Il testo di Griffiths - epigono degli «arrabbiati» della scena inglese, nella linea social-grottesca di Wesker – fu un successo in riva al Tamigi una decina di anni or sono. Capriolo, col suo fiuto fino, è andato a scovarlo e il vitalissimo gruppo dell'Elfo - una delle poche compagnie autenticamente innovatrici della scena italiana - ne ha fatto un testo-pretesto per una operazione interessante. L'operazione consiste nel mostrare che anche il teatro italiano può avere i suoi comedians: quella particolarissima razza di attori-autori, specialisti delle piccole ribalte, di solito emarginati in quelle no man’s lands del variété o del night, che hanno fra i loro illustri predecessori i già mitici esponenti del cabaret espressionista, il Charlie Chaplin degli esordi londinesi, Petrolini, Totò.

Nei due tempi, vediamo prima i «manovali della risata» riuniti intorno al vecchio, disilluso e burbero maestro (al quale il Vezzosi conferisce un umano spessore). Nella stanzaccia della scuola, in una sera di pioggia, «si concentrano» prima del saggio finale. Attendono il loro Godot, cioè il «grande comico» della tv Roberto Celli, rivale del loro sfortunato maestro e, dunque, piuttosto prevenuto; sicché i poveri ragazzi si trovano come noccioline nelle mani del destino.

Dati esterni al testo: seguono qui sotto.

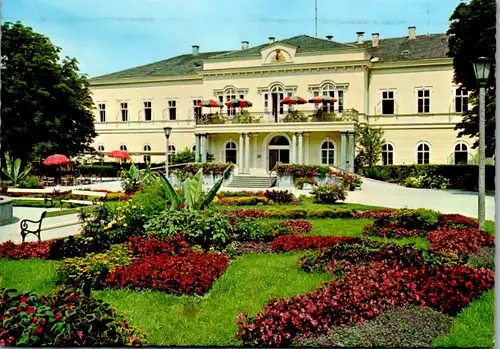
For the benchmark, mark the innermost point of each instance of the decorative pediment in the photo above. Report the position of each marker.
(278, 53)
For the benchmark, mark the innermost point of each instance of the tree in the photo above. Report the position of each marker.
(472, 35)
(370, 142)
(47, 106)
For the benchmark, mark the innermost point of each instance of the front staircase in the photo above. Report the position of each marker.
(254, 182)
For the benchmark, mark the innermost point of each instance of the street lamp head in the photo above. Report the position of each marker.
(168, 131)
(482, 68)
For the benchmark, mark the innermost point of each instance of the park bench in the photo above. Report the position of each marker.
(25, 228)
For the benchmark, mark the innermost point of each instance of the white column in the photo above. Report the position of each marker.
(247, 153)
(301, 149)
(352, 150)
(307, 151)
(241, 149)
(293, 157)
(343, 151)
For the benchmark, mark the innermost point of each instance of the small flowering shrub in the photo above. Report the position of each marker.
(457, 221)
(329, 193)
(288, 243)
(94, 267)
(361, 295)
(193, 273)
(67, 318)
(468, 241)
(299, 225)
(27, 250)
(485, 258)
(411, 326)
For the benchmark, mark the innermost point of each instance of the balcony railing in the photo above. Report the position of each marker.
(298, 116)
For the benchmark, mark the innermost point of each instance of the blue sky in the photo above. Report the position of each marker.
(111, 35)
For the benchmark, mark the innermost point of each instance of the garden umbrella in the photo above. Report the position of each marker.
(323, 100)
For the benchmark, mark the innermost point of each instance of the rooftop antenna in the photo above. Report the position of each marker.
(316, 17)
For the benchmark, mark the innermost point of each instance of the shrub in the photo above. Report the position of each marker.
(94, 267)
(77, 247)
(27, 250)
(287, 243)
(279, 196)
(299, 225)
(411, 326)
(468, 241)
(362, 294)
(206, 229)
(67, 318)
(457, 221)
(329, 194)
(193, 273)
(485, 258)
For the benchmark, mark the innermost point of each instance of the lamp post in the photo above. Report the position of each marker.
(167, 131)
(482, 67)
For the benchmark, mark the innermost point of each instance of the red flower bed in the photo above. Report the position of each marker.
(187, 274)
(27, 250)
(457, 221)
(299, 225)
(361, 295)
(285, 243)
(449, 240)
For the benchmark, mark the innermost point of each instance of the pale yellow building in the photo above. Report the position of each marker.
(403, 85)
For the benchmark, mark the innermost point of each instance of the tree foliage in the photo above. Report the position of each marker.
(370, 141)
(472, 35)
(47, 106)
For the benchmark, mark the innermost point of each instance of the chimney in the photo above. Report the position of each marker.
(411, 33)
(361, 39)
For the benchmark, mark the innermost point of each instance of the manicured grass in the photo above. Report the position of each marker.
(474, 326)
(247, 285)
(32, 275)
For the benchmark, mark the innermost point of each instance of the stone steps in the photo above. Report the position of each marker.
(260, 182)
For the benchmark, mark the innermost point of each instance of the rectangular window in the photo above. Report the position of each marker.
(124, 111)
(461, 100)
(102, 112)
(387, 102)
(196, 108)
(172, 110)
(148, 112)
(423, 101)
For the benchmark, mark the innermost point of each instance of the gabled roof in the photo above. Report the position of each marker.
(402, 49)
(304, 43)
(187, 64)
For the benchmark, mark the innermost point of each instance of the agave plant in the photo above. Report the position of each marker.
(193, 192)
(13, 170)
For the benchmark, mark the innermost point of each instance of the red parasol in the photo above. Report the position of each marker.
(119, 154)
(56, 159)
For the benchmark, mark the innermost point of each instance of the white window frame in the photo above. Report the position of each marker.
(417, 151)
(335, 160)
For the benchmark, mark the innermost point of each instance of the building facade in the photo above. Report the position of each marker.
(403, 85)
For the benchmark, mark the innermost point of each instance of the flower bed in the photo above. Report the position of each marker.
(287, 243)
(362, 295)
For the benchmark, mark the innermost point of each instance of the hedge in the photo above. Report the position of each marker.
(461, 176)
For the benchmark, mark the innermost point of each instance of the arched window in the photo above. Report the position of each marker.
(328, 153)
(423, 153)
(231, 152)
(328, 90)
(461, 155)
(147, 158)
(387, 154)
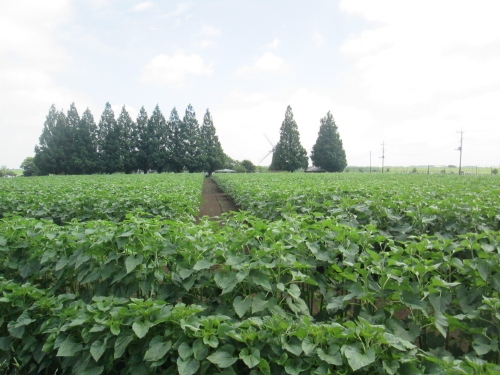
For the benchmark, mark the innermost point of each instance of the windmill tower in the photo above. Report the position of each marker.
(273, 148)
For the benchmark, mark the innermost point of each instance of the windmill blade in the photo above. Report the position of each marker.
(271, 143)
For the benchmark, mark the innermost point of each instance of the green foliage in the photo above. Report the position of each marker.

Nel secondo tempo, via allo spettacolo, in un’orgia di musica stereo, smokings in lamé e brillantina. Ognuno fa il suo numero: vecchie barzellette, doppisensi scurrili, giochetti di prestigio, imitazioni, sketches magari involontriamente surreali, papere e - per parafrasare Frayan – “rumori fuori scena” col bidello nei panni del «presentatore che non si è presentato» e l'accigliato esaminatore in un angolo.

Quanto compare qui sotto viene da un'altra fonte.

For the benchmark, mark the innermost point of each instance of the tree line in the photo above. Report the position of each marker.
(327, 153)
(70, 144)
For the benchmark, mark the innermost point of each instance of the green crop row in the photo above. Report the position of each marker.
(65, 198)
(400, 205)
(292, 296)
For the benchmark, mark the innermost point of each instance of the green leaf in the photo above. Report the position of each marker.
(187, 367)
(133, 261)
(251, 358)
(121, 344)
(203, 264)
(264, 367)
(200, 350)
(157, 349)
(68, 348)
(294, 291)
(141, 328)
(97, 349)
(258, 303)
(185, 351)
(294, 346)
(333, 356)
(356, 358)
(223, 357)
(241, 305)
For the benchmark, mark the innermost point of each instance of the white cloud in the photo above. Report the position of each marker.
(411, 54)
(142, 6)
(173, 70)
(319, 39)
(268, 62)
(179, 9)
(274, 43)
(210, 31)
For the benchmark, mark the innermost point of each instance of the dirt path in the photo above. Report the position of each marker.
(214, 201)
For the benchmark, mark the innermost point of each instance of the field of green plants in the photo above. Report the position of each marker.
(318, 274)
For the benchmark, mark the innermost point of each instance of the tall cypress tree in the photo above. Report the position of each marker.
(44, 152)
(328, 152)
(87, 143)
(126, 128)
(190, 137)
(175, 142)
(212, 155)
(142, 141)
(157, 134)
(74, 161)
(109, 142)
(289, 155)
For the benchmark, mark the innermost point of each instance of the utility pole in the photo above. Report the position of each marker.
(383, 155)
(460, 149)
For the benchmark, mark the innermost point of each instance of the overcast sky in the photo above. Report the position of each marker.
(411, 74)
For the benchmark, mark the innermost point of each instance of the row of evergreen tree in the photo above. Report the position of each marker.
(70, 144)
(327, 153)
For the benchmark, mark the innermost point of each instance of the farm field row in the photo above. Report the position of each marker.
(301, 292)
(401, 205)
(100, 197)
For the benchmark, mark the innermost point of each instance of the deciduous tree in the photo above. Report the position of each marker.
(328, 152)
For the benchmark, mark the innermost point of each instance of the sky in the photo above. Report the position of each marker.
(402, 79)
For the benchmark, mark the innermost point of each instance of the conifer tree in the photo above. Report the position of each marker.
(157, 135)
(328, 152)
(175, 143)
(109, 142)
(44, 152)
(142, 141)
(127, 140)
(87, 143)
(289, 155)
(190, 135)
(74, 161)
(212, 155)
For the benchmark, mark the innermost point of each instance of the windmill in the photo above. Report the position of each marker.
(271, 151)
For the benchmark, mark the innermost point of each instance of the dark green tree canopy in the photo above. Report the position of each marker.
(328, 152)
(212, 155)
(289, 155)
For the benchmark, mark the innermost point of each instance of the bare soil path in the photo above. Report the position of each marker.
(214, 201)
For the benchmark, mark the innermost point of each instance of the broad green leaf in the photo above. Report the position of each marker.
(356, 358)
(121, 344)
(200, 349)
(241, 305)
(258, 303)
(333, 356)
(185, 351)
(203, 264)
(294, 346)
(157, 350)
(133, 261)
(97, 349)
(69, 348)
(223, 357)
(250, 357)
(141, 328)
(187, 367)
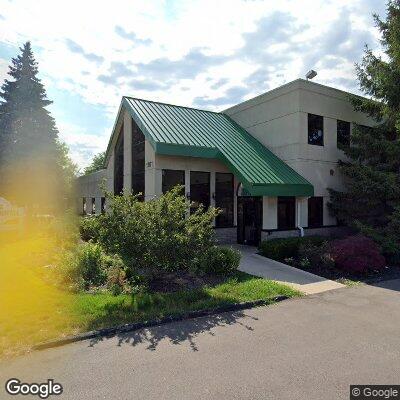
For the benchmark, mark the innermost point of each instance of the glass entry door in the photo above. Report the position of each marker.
(249, 220)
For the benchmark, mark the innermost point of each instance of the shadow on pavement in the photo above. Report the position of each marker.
(178, 332)
(393, 284)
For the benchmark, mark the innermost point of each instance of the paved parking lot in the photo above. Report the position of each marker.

Il meglio è qui, nell’affannata descrizione dei disperati tentativi dei sei guitti per fare ridere l'esaminatore, sempre in contropiede rispetto alle intenzioni, sempre sulla buccia di banana dell’effetto mancato. Griffiths conosce le auree regole del ridere, quelle codificate da Bergson e Pirandello, maldestramente ripetute dal vecchio comico. E giocando sugli effetti ratés dei sei dilettanti della risata riesce a produrre quel risultato finale, destabilizzante, che fa l'interesse di Comedians.

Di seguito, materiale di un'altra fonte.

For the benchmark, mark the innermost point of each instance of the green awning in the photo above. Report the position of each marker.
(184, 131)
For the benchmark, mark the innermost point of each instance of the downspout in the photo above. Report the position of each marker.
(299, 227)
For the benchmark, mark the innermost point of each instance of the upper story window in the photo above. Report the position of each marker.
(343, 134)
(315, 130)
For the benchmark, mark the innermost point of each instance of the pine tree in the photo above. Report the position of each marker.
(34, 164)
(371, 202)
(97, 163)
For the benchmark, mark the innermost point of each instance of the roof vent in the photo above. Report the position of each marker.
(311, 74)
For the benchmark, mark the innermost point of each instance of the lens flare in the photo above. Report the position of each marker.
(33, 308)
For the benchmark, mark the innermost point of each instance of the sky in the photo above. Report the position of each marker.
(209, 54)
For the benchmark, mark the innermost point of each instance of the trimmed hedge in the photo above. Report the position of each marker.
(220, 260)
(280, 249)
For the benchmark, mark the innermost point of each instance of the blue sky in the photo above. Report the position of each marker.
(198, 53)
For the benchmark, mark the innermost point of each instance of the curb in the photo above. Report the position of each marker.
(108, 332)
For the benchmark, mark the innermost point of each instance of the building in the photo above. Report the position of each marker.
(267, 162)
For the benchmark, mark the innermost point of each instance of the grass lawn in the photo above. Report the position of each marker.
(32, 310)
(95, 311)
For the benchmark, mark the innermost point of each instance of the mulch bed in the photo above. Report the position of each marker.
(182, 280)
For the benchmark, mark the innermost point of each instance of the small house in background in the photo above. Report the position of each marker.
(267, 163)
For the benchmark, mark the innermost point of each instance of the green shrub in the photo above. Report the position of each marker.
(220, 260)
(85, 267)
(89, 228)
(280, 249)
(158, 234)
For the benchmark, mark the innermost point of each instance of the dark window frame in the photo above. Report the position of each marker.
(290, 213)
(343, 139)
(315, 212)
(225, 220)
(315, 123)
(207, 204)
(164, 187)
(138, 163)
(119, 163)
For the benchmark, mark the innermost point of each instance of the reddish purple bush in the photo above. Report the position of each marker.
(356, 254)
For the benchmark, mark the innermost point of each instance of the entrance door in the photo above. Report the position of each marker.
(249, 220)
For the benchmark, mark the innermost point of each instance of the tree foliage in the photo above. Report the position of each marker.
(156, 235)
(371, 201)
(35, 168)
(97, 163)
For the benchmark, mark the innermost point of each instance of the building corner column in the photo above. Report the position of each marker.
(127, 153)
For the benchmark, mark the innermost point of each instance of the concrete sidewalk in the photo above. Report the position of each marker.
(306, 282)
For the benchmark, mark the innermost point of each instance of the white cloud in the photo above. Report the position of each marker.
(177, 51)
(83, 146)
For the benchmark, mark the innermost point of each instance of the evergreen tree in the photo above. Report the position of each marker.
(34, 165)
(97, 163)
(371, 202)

La proliferazione degli effetti mancati, la ripetizione eccessiva delle gags sulle papere, sulle battute «mangiate», sul tragicomico involontario, sugli à coté delle imitazioni e sulla «questua degli applausi» sono però anche armi a doppio taglio. Non sempre - per inesperienza, credo -, i giovani interpreti sanno dosare e contenere queste variazioni sul «comico che fa piangere», e c'è un punto in cui Comedians esplode come le bolle di sapone nelle singole e non sempre calibrate esibizioni. Occorrerebbe «ormeggiare» ancora meglio i vari interventi, affinchè abbiano maggiore risalto i «punti forti» della pièce: il comico involontario del visitatore pakistano, vero Buster Keaton della storia; la malinconia del comico «a riposo», la buaggine dello showman della tv e il patetico dei «sogni di gloria» degli apprendisti comedians. Difetti strutturali, rimediabili. Giovane e complice, il pubblico ha molto applaudito.

Ogni attore si è ritagliato il suo successo: dall'Orlando, scalognato «jety della risata», al comicamente rozzo Claudio Bisio col suo numero dell'ochetta drogata, allo Storti con i suoi atteggiamenti di «Rambo di periferia», a tutti gli altri. Ha confermato la singolarità del suo umorismo lunare, tutto in contropiede, surreale e anzi patafisico, molto new deal, Paolo Rossi.